Statistical Analysis
All data were expressed as mean ± SEM. When data were not Gaussian, a logarithmic or square root transformation was applied. Differences between experimental groups were assessed using Student’s test or two-way ANOVA. A p value of < 0.05 was considered statistically significant.
Results
Ganetespib treatment selectively inhibits accumulation of HIF-1α in hypoxic breast cancer cells
To investigate the effect of ganetespib on the accumulation of HIF-1α and HIF-2β in response to hypoxia, MDA-MB-231 [31] and MDA-MB-435 [32] triple-negative breast cancer cells were pre-treated with 100 nM ganetespib or vehicle for 30 min and then exposed to 20% or 1% O2 in the continued presence of drug for 6 h.
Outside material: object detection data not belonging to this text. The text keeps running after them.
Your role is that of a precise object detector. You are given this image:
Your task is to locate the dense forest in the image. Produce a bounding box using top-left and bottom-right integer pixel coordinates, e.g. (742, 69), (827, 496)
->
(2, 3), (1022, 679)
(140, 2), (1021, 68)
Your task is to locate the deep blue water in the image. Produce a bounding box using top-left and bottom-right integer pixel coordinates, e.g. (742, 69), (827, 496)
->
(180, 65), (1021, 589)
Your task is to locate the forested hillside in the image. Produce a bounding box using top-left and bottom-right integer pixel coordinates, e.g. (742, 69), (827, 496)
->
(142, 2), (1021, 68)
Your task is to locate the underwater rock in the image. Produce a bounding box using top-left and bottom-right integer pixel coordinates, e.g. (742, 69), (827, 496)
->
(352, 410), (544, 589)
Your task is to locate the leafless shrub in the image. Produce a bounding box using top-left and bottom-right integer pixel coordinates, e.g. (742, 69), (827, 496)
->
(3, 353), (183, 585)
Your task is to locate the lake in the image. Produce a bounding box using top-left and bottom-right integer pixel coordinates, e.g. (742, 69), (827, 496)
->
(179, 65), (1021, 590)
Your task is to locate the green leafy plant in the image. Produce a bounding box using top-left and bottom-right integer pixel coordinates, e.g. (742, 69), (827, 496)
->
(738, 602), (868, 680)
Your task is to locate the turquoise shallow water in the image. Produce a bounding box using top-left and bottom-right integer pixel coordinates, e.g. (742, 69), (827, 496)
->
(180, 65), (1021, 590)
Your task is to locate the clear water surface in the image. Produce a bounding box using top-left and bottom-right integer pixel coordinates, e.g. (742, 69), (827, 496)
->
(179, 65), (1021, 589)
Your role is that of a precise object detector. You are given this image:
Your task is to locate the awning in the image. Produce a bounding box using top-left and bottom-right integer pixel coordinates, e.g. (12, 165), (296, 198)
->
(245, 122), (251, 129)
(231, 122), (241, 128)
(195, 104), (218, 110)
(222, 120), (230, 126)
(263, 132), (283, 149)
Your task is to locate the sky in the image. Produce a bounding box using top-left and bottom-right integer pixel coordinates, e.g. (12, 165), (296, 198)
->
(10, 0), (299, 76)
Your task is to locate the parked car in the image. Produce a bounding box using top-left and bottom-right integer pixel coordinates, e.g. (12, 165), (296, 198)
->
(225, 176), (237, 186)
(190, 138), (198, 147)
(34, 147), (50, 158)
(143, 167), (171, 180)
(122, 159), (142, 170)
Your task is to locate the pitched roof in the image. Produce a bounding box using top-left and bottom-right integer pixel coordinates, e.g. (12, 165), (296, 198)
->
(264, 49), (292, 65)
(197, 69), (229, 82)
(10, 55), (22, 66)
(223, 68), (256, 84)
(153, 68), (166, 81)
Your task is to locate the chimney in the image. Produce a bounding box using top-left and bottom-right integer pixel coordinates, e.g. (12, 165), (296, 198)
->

Immunoblot assays revealed that hypoxia-induced accumulation of HIF-1α was markedly reduced, whereas HIF-2β levels were only modestly reduced (MDA-MB-231) or unaffected (MDA-MB-231) by ganetespib treatment (Figure 1). Thus, ganetespib selectively inhibits accumulation of HIF-1α in human triple-negative breast cancer cells.
Fig. 1.
Ganetespib treatment inhibits accumulation of HIF-1α in MDA-MB-231 and MDA-MB-435 cells exposed to hypoxia. Cells were pretreated with ganetespib (100 nM) or vehicle for 30 min and exposed to 20% or 1% O2 for 6 h. Whole cell lysates were prepared and aliquots were subjected to immunoblot assay using antibodies against HIF-1α, HIF-2α, HIF-1β, or actin.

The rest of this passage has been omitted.